Com a credibilidade afetada pela delação, muitos produtores só aceitam vender para a JBS à vista. O resultado é uma queda no total de bois abatidos e gado parado, lotando os pastos dos pecuaristas e dando prejuízo para aqueles que mantêm os animais confinados.
Enquanto isso, as principais concorrentes da JBS — Minerva Foods e Marfrig — não têm capacidade de processar a mesma quantidade de gado que era comprado pelo frigorífico. Procuradas, as duas empresas não quiseram comentar o assunto.
Produtor quer buscar outros estados
O vicepresidente da Sociedade Rural Brasileira (SRB), Pedro Camargo Neto, aponta que o problema é mais grave no Mato Grosso e no Mato Grosso do Sul (estados que têm os maiores rebanhos do país), onde a JBS concentra a maior parte da capacidade de abate. Os produtores não têm a opção de vender para outras empresas. Por problemas de logística e de custo, eles não conseguem levar o gado para ser abatido em outros estados.
— É um problema muito sério. Você tem uma estrutura de abate que não é usada, e alguns bois ficam sem ter para onde ir. Os preços estão caindo. Em Mato Grosso, a JBS concentra 50% da capacidade de abate. Em Mato Grosso do Sul, a empresa tem cerca de 40%. Você não tem o que fazer com esse gado todo de uma vez — explica Camargo.

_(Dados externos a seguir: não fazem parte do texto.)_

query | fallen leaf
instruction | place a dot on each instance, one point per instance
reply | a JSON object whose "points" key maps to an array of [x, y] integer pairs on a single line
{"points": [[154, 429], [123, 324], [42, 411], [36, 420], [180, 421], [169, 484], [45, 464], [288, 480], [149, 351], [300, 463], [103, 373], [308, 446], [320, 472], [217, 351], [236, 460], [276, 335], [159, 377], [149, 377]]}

Preço da arroba tem queda histórica
Em Mato Grosso, as estimativas apontam que o preço da arroba acumula queda de 5% desde o início da crise da JBS, segundo o diretorexecutivo da associação dos criadores do estado (Acrimat), Luciano Vacari. Os produtores pediram ao governo do estado que agilize a certificação de frigoríficos locais — que representariam uma alternativa à JBS — e demandam, ainda, a isenção de ICMS para levar o boi para ser abatido em outros estados, onde há mais opção de empresas.
— O problema é a concentração do mercado pela JBS. Com a crise política deles, as outras indústrias frigoríficas estão se aproveitando para, mais uma vez, pressionar o preço e comprar mais barato. Isso tem um impacto direto na renda do pecuarista, que está tomando prejuízo – afirma Vacari.
Ayé o escândalo da delação, a JBS pagava à vista ao pecuarista pela compra dos bois. Depois do episódio, o grupo empresarial que detém marcas como Friboi e Seara, mudou o modelo de negócio e passou a quitar a fatura em 30 dias, emitindo Nota Promissória Rural.
O resgate antecipado da nota promissória em instituições financeiras tem sido outra dificuldade para os pecuaristas. Há relatos de que alguns bancos não estão aceitando descontar a nota, que permite a antecipação do crédito. Outros estados também têm problemas. O gerente de estudos técnicos da Federação da Agricultura e Pecuária de Goiás (Faeg), Edson Novais, explica que a JBS representa quase 40% do total da capacidade de abate de bovinos no estado e que a crise da companhia afeta todos os produtores.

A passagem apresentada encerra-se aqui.